Responsibilities
• GPU Infrastructure: Deploy and maintain high-performance GPU clusters.
• AI Lifecycle: Manage the full lifecycle of AI services: inference deployment (Triton, vLLM, custom services), autoscaling, and seamless rollout/rollback strategies.
• Data Management: Manage model storage, artifact versioning, caching, and high-speed data access via S3-compatible storage.
• Observability: Monitor performance metrics including latency, throughput, error budgets, resource limits, and cost/performance ratios.
• High Availability: Ensure fault tolerance for payment services (SLA/SLO management, redundancy, Disaster Recovery planning, and regular recovery testing).
• Fintech-Grade Security: Implement secrets management, HSM/managed KMS integration, infrastructure hardening, and audit logging.

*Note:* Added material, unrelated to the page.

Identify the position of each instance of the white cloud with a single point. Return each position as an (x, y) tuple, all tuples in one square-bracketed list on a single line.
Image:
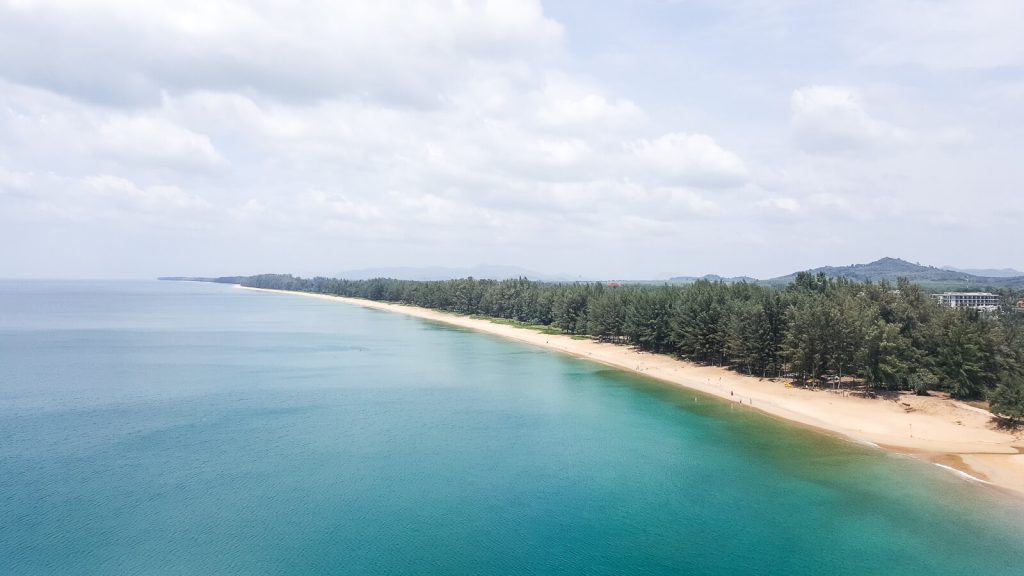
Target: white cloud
[(940, 34), (834, 119), (98, 198), (395, 50), (148, 138), (689, 159)]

• Secure CI/CD: Build secure pipelines featuring artifact signing, vulnerability scanning, policy gates, and isolated environments.
• Node Operations: Deploy and maintain crypto nodes (Full, Archive, RPC) across various networks.
• Automation: Automate node updates, synchronization monitoring, and health checks.
• Storage & Performance: Manage disk I/O (IOPS/RAID), protect RPC endpoints, and manage access controls.
• Metrics: Monitor for sync lags, chain forks, and consensus issues.
Requirements
• 5+ years in DevOps, SRE, or Platform Engineering (Fintech experience is mandatory)
• Deep expertise in Linux, networking (TCP/IP, DNS, TLS, routing), and complex troubleshooting
• Production experience with K8s, Helm, Ingress, autoscaling, network policies, and resource management
• Proficiency in GitHub Actions, GitLab CI, or Jenkins
• Hands-on experience with Prometheus + Grafana, logging (Loki/ELK), and tracing (OpenTelemetry/Jaeger)
• Experience with GPU clusters and ML stacks (NVIDIA drivers, CUDA, MIG, GPU monitoring)
• Production-level operation of Postgres, Redis, Kafka, or RabbitMQ
• Practical knowledge of Vault, KMS, RBAC, OPA/Gatekeeper/Kyverno, Trivy, and SBOM
About the Company
The company is a fintech innovator operating a proprietary Payment Service Provider (PSP) platform, advanced AI infrastructure (including on-prem GPU/bare-metal servers), and a dedicated crypto division focused on node infrastructure. They operate a multi-cloud environment (AWS/Hetzner/DigitalOcean) and are looking for a seasoned Engineer to build and maintain a resilient, secure, and scalable platform that powers production payments and high-performance AI services.